Au seuil d’une vaste demeure, entouré de ses familiers, un grand vieillard, blanc de barbe et de cheveux, attend le représentant français. Il lui ouvre ses bras, l’y étreint, puis l’entraîne d’un pas rapide vers un divan spacieux et presque nu, largement ouvert à la lumière. Après la présentation des notables, après une agape solennisée par des discours, un long entretien particulier réunit là le patriarche et le consul.

Le vieillard exprime les doléances du Liban. C’est presque en vain qu’après l’expédition française de secours motivée, en 1860, par les massacres de la montagne et de Damas, les Puissances ont imposé à la Porte, pour le Liban, des institutions particulières. Les commissaires de l’Europe ont sans doute, le moins mal qu’ils ont pu, adapté ces institutions aux besoins propres de cette singulière montagne de refuge où vivent côte à côte, étroitement enchevêtrées sans se mélanger jamais, une demi-douzaine de petites nations de langue arabe, toutes en défaveur auprès du conquérant turc.

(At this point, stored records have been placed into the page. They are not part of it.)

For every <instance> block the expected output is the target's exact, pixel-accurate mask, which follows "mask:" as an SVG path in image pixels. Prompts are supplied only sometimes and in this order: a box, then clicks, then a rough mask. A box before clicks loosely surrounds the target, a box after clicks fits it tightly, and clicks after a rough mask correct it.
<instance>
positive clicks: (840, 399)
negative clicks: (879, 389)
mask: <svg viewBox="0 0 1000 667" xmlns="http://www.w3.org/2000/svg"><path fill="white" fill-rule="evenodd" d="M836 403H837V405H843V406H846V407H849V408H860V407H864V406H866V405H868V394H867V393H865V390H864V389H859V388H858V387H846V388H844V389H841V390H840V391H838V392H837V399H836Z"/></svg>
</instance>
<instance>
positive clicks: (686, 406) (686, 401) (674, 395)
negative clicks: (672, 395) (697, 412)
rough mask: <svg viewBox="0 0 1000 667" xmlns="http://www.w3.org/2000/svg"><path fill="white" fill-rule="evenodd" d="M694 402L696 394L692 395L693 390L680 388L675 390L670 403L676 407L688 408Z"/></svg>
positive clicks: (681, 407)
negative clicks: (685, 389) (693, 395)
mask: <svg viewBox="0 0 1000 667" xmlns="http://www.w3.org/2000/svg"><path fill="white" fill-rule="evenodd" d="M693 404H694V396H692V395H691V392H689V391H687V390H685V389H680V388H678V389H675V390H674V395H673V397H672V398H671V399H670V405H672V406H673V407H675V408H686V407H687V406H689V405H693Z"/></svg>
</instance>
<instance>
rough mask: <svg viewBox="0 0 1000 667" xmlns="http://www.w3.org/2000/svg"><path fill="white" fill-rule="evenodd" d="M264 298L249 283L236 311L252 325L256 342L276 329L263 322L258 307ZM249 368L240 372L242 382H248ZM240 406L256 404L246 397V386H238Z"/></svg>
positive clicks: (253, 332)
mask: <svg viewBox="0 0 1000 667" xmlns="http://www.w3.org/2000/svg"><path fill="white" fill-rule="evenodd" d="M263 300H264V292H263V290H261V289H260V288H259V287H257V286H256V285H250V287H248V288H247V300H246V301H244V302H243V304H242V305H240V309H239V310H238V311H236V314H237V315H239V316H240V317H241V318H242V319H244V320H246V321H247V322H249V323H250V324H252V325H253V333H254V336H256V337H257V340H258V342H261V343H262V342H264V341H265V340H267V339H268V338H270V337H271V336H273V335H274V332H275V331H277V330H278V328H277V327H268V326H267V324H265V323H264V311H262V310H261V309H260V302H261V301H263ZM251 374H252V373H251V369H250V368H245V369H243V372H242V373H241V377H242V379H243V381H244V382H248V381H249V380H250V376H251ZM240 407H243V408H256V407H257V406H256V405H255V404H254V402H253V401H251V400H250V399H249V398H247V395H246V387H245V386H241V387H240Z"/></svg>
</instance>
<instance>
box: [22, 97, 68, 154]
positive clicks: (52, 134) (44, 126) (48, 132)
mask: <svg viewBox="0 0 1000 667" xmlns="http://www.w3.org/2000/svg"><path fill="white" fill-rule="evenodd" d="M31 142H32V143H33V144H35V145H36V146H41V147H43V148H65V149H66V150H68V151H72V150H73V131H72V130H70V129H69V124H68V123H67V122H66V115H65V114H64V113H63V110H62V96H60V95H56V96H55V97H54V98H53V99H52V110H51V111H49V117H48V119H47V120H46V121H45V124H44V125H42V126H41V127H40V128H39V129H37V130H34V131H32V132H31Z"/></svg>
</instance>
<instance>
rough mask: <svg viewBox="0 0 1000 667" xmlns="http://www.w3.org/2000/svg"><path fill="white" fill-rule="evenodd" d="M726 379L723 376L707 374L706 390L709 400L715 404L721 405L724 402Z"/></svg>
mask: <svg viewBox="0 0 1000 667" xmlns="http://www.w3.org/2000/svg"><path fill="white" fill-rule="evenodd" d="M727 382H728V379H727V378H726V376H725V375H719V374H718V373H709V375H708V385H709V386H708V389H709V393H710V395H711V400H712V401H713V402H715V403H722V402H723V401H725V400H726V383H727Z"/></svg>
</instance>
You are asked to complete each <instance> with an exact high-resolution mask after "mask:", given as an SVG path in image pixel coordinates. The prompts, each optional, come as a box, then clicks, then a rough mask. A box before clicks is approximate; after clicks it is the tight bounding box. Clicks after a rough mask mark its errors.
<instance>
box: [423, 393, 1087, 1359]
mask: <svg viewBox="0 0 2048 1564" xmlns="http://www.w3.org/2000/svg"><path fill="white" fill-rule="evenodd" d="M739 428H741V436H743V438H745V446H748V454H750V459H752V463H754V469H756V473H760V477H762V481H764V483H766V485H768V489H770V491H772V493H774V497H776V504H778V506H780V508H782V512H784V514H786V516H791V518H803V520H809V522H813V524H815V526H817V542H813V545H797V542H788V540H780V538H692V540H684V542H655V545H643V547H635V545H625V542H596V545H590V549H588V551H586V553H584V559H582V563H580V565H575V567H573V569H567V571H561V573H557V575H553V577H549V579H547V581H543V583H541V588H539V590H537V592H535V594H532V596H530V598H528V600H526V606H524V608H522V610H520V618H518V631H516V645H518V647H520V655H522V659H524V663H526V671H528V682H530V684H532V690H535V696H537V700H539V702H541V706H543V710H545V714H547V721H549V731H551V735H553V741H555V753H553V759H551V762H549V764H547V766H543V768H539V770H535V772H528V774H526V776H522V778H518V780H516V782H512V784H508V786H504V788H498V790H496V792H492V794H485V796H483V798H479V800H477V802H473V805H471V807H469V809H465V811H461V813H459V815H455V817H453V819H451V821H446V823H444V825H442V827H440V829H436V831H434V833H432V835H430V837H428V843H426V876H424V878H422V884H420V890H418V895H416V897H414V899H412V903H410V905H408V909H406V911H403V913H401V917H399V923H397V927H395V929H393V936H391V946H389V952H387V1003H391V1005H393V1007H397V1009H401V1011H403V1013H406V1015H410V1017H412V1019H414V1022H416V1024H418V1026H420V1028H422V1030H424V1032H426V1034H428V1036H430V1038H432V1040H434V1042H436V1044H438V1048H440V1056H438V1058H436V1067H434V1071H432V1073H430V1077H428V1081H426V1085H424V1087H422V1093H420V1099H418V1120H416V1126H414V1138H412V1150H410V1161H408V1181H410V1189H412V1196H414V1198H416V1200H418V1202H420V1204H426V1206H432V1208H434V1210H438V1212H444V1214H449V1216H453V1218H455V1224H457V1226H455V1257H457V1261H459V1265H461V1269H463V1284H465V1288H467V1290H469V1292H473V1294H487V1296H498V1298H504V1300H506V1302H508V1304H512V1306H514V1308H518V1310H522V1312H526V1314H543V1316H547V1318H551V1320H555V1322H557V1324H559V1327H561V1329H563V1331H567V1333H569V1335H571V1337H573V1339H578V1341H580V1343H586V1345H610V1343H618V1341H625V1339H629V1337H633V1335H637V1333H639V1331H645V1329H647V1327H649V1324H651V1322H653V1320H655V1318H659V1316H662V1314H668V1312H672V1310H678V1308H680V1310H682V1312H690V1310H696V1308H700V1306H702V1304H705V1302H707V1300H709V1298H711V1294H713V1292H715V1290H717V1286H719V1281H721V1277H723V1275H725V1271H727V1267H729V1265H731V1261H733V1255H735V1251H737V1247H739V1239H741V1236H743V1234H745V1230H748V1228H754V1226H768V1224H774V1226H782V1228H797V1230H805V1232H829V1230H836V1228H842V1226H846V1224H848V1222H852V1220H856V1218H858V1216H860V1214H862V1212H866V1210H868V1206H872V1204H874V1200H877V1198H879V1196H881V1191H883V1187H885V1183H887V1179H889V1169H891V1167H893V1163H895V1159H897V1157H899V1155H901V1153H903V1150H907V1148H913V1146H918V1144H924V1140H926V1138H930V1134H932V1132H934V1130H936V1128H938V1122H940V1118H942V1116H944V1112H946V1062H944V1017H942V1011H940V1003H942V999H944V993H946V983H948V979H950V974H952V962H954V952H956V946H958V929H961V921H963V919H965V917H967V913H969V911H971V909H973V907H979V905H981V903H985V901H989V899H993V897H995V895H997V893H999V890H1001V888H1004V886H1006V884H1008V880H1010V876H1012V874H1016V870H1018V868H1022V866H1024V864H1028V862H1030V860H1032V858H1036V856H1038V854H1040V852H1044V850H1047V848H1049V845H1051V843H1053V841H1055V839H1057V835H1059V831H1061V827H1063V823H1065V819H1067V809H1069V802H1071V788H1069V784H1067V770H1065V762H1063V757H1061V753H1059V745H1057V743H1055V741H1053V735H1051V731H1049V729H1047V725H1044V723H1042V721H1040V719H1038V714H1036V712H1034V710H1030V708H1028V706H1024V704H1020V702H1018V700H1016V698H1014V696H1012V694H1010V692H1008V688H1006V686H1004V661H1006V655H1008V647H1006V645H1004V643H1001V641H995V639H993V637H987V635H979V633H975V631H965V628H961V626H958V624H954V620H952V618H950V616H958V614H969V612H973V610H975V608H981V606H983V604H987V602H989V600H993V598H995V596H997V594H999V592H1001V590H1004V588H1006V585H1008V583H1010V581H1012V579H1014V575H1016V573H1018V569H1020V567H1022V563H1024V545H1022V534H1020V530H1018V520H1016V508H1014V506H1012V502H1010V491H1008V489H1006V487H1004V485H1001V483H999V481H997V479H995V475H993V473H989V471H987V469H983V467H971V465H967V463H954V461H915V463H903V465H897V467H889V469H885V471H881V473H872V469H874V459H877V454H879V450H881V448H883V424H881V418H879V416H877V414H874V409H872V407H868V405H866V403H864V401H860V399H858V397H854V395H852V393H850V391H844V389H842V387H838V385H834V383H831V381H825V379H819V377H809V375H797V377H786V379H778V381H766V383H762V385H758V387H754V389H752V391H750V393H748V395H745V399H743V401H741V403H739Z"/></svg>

Faute d’avoir été soumis à un contrôle organisé, le régime libéral ainsi élaboré n’a pas prévalu contre l’arbitraire des gouverneurs. Il n’a pas préservé le Liban de la corruption, ni administrative, ni judiciaire. Le Liban souffre. Ses enfants émigrent. Il met tout son espoir dans la France. Elle a commencé l’œuvre de protection. La laissera-t-elle si imparfaite ?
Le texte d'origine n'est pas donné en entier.